All last week I had a wonderful crush on my EP3. Right up until I used it to shoot some theater stuff at ISO 1600. I also packed an old Canon 1dmk2n in the bag, along with a 70-200 L lens. The focus wasn't an issue but getting really clean, sharp files from the EP3 at 1600 was. (And I didn't expect them to be....).
The EP3 does lots and lots of stuff right. The images, from ISO 200 to 800 are nice and clean and saturated but at 1600 they don't really stand up to the larger pixels on the larger sensor in the Canon. That was my first incidence of dissonance.

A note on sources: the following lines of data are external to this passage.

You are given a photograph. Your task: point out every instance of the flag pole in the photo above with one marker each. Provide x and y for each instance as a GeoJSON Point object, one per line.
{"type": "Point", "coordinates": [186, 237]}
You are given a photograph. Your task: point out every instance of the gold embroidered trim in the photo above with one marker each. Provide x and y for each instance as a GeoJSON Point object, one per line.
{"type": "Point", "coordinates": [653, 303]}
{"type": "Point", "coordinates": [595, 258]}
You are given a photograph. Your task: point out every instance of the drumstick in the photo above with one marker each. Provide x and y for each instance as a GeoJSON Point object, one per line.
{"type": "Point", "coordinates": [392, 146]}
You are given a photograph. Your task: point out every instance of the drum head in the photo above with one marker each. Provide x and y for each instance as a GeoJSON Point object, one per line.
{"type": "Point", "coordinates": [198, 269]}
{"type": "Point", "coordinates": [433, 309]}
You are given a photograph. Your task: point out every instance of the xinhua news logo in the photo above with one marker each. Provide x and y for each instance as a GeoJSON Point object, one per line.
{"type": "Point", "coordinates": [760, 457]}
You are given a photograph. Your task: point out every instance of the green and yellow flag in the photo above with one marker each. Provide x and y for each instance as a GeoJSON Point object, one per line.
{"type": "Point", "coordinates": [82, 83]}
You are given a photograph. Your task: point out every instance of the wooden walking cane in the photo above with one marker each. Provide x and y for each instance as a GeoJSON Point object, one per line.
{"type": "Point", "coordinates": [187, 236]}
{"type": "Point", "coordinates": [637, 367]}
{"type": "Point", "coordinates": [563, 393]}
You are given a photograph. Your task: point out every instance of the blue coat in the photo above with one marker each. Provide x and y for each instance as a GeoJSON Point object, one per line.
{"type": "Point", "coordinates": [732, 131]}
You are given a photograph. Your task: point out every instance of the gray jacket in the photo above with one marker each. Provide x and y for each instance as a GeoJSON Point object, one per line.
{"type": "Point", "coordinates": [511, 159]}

This morning (Sat. Sept. 24) I had occasion to wake up my kid at the way too early hour of six a.m. to get him ready and deliver him to a cross country invitational race in Cedar Park, Texas. I packed the EP3 and the same Canon rig again. In bright morning sun both cameras are superb. The Canon is a giant brute of a camera and, with it's white lens on the front, it weighs a ton. The Olympus fits in my hand perfectly and is nearly weightless. But a few minutes of trying to track runners running at speed, coming toward my camera, had me tossing the weightless wonder back in the bag and grabbing for the 2005 vintage sports camera.
The Canon 1d series has three attributes that make it a top choice for photographing your kid running cross country: 1. It focuses incredibly fast. Maybe faster than it's descendant, and with a high degree of accuracy. Even when you are in AI autofocus and tracking. 2. It can shoot at 8 frames per second which gives you options for framing and foot placement of your subject. 3. It has an inherent color palette that works well for sunny and shaded scenes.
The Canon 1Dmk2n is a wonderful sports camera and built to a price point of around $5,000-$6,000. It was almost custom made to do exactly the kind of work I put it to above. The focus is better than anything else I've ever owned, from Nikon, Canon or Olympus. But it's not nearly as much fun to shoot on a downtown street or in a crowded club.
If you only have one camera you'll need to make some practical choices. If you buy some previous generation cameras that are specialized, along with current cameras in other niches, you might end up with the best of all possible worlds. Just not at the same time.